Issue: May 2013
Tags: Super James, Super Flag, Steamboat Springs, road cycling, Rist Canyon Loop, Peak to Peak Highway, Maroon Bells, Lake Dillon Loop, Lake Catamount, Estes Park, Copper Triangle, confluence park, Cheyenne Canyon, Cherry Creek State Park, Carter Lake, bikes
With dry roads and sunny days stretching out ahead of us, we’re joining the frenzy—and helping you do the same—by highlighting some of the best road cycling routes (for beginners and experts alike!) along the Front Range and in Colorado’s famed high country. Clip in and enjoy the ride.
The Ride: Cheyenne Cañon
Distance: 11.4 miles round-trip
Time: 1 hour or less
Nearly every cyclist living in or around Colorado Springs, including international pros and riders training at the U.S. Olympic Complex, uses this climb to test his or her fitness level. Anything under 20 minutes qualifies a rider as a “competitive amateur racer,” according to Chris Carmichael, a Springs resident and former U.S. Olympic cycling coach.
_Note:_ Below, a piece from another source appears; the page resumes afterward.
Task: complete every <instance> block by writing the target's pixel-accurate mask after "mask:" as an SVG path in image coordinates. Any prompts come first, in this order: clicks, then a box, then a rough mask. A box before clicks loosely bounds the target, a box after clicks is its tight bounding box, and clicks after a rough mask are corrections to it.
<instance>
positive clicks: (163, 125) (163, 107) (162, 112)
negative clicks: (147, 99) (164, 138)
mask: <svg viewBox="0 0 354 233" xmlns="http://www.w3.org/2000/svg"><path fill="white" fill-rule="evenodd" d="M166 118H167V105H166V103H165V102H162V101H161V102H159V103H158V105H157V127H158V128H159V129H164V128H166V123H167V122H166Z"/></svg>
From Bristol Brewing (located where South Tejon Street turns into Cheyenne Boulevard), warm up with a 2.6-mile spin along Cheyenne Boulevard to the gate at the canyon entrance. Here, the road enters North Cheyenne Cañon Park and shoots up more than 1,100 feet over 3.1 miles with an average grade of seven percent. The road winds through red rock walls and is kept cool by a nearby creek and dense pine trees. A short 14 percent pitch halfway up will slow you to a crawl, but the ride mellows out shortly thereafter, switchbacking through the forest until the pavement ends at Gold Camp Road.
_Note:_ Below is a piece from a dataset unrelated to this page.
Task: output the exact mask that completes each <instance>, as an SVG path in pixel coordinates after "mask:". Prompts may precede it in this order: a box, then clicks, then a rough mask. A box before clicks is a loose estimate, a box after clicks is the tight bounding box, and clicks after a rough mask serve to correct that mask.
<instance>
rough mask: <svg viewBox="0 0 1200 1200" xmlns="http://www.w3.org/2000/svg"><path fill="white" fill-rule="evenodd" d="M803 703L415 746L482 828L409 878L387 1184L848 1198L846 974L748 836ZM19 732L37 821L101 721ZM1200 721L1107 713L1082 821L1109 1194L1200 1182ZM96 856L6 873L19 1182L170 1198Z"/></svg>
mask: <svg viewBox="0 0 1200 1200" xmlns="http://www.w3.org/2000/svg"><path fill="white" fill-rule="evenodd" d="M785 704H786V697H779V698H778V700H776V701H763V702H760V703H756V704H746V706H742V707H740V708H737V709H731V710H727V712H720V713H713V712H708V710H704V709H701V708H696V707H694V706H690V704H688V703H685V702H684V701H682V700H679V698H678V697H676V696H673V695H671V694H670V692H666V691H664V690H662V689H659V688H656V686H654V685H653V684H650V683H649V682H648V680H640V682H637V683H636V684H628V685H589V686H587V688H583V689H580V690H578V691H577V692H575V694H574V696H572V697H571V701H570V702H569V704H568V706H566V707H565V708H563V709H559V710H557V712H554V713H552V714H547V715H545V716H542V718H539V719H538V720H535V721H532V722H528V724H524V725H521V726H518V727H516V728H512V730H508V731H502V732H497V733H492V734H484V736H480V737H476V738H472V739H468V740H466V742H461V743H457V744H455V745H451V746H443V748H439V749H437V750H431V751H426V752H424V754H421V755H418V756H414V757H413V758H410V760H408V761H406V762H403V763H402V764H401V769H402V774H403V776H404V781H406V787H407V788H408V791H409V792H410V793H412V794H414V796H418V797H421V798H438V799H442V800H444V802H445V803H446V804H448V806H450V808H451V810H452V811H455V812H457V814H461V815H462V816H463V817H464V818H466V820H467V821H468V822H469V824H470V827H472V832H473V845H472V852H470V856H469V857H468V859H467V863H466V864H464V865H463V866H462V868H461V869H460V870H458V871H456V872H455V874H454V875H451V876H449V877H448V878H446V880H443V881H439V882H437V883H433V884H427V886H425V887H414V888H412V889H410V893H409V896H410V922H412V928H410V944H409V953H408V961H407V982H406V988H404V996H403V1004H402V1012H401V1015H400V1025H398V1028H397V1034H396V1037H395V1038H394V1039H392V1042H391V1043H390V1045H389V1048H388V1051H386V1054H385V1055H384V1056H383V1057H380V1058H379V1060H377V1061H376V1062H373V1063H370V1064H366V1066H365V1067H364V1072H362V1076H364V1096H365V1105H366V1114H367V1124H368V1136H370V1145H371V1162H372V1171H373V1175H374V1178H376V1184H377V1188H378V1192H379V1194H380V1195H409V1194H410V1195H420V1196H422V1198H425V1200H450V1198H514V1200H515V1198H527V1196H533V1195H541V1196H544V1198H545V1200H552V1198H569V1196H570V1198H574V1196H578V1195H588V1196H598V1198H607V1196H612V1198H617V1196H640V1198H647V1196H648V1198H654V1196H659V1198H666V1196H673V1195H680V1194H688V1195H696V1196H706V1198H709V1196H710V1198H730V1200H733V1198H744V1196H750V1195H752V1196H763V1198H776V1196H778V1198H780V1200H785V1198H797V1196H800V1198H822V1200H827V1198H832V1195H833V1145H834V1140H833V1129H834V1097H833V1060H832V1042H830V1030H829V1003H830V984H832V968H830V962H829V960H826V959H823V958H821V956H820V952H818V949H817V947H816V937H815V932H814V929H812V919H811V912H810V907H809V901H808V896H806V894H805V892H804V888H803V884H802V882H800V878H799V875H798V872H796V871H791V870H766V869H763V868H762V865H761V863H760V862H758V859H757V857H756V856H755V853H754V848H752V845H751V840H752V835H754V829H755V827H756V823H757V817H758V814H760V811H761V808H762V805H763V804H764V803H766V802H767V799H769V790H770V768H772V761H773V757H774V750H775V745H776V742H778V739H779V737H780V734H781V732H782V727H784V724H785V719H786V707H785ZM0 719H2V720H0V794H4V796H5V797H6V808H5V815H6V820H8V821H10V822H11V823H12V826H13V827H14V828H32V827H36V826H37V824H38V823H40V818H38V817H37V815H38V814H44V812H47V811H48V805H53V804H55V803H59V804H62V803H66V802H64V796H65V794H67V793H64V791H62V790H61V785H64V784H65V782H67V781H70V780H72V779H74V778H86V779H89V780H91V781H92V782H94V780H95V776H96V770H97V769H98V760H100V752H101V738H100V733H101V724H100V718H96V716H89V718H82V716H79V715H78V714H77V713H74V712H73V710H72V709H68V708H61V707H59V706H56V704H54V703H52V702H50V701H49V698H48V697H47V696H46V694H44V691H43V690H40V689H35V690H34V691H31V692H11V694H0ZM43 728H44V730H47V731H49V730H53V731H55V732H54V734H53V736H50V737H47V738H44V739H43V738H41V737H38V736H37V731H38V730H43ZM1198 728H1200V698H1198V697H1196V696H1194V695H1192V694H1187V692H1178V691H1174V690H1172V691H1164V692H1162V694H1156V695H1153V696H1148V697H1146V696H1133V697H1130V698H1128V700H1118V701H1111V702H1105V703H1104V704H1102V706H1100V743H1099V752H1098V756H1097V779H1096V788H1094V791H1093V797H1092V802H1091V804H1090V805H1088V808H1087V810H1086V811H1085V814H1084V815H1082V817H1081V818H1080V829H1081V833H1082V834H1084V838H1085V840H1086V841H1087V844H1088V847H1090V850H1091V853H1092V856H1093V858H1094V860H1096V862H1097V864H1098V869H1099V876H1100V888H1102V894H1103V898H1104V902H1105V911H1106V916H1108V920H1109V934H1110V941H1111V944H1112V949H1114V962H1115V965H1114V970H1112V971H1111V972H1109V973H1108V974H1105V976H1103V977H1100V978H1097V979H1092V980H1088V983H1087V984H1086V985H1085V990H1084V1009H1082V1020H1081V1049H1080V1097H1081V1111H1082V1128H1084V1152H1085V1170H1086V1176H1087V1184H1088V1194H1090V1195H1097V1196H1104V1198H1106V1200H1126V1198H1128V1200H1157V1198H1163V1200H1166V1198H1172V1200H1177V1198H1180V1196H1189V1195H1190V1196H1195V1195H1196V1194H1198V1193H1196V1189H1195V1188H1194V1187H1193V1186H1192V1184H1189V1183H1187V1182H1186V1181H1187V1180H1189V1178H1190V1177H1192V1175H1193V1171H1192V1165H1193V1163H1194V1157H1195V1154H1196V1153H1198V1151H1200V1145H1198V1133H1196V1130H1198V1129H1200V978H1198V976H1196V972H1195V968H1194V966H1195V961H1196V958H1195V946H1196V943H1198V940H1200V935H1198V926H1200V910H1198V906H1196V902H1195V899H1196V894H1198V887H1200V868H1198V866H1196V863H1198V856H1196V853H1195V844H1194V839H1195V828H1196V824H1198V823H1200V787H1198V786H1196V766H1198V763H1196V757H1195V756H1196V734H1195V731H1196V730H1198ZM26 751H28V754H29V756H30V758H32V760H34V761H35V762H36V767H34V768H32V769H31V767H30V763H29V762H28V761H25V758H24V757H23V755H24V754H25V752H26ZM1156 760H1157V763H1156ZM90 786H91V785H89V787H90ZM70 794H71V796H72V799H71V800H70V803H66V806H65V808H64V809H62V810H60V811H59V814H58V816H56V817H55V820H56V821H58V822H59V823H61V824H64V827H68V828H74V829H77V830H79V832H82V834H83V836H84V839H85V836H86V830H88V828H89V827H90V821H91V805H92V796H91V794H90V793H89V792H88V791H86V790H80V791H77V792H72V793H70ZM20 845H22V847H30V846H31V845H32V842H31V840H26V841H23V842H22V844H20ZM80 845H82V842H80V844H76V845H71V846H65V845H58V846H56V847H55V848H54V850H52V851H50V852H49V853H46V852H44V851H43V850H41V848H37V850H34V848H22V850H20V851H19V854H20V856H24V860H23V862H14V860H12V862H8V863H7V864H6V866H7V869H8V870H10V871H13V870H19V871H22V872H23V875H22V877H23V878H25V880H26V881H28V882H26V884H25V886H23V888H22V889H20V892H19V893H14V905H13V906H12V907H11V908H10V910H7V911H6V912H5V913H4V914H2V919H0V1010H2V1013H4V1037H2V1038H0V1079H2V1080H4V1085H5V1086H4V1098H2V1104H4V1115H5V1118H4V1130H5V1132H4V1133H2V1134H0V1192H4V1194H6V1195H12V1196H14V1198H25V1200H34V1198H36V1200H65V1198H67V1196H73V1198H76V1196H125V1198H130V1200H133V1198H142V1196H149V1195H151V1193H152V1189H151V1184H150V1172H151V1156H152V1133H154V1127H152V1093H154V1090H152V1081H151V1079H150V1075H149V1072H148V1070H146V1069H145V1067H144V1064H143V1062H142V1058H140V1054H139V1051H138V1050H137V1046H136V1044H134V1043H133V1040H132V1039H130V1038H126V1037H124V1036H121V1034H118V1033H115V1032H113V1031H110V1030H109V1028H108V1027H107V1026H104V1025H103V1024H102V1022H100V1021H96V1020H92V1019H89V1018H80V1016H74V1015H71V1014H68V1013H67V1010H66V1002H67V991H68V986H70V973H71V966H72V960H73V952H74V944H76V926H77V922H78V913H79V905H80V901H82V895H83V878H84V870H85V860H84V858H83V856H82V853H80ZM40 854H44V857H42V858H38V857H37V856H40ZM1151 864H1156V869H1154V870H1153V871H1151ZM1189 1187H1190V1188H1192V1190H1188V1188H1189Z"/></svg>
As you catch your breath at 7,400 feet at a dirt parking area near the top, feel free to compare your time from the gate to the summit to the record held by Boulder-based pro Tom Danielson of the Garmin-Sharp squad: 13 minutes, 34 seconds. Or ignore your competitive fire and simply enjoy the view east through the canyon, with Colorado Springs in the distance.
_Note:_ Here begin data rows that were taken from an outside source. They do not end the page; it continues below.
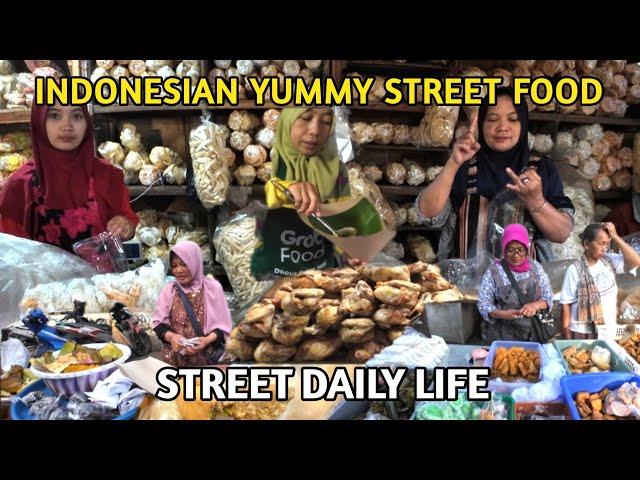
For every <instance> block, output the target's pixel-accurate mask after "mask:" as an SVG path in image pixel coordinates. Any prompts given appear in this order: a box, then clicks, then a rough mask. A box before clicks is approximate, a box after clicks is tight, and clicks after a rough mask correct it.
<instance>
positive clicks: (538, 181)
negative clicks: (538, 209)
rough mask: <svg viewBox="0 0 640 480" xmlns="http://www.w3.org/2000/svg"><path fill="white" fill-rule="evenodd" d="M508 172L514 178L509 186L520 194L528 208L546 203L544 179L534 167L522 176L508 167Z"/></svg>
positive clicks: (514, 190)
mask: <svg viewBox="0 0 640 480" xmlns="http://www.w3.org/2000/svg"><path fill="white" fill-rule="evenodd" d="M506 172H507V175H509V176H510V177H511V179H512V180H513V183H508V184H507V188H508V189H509V190H511V191H512V192H515V193H516V194H517V195H518V198H519V199H520V200H521V201H522V203H524V205H525V206H526V207H527V209H529V210H531V209H535V208H539V207H540V206H541V205H542V204H543V203H544V195H543V193H542V179H541V178H540V175H538V173H537V172H536V171H535V170H534V169H529V170H527V171H525V172H524V173H523V174H521V175H520V176H518V175H516V174H515V173H514V172H513V170H511V169H510V168H508V167H507V170H506Z"/></svg>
The descent retraces your route—be wary of vehicles on blind corners (you’ll easily exceed the posted limit of 25 mph) as well as cars pulling out of the parking lot at Helen Hunt Falls. Upon your return to the brewery, salute your ride with a pint of Red Rocket Pale Ale. —Grant Davis
At Helen Hunt Falls, take a breather or a bathroom break; it’s only a short distance to the top from this small park, which sidles up to the creek as it tumbles down a series of falls. Dip your feet in the water or kick back on one of the picnic tables.
Pikes Peak Highway (Hard)
In 2013, the toll road to the top of Pikes Peak opened to cyclists—it’s completely paved now—creating one of the most demanding rides in North America. The 8,100-foot climb starts in downtown Colorado Springs (at about 6,000 feet in elevation), rolls through Manitou Springs, and then rises up Highway 24 to Fountain Avenue, which leads to the Pikes Peak tollway entrance. From there it’s 19 miles to the mountain’s 14,117-foot summit. Toll: $12 per person, cash or credit. Distance: 60 miles round-trip.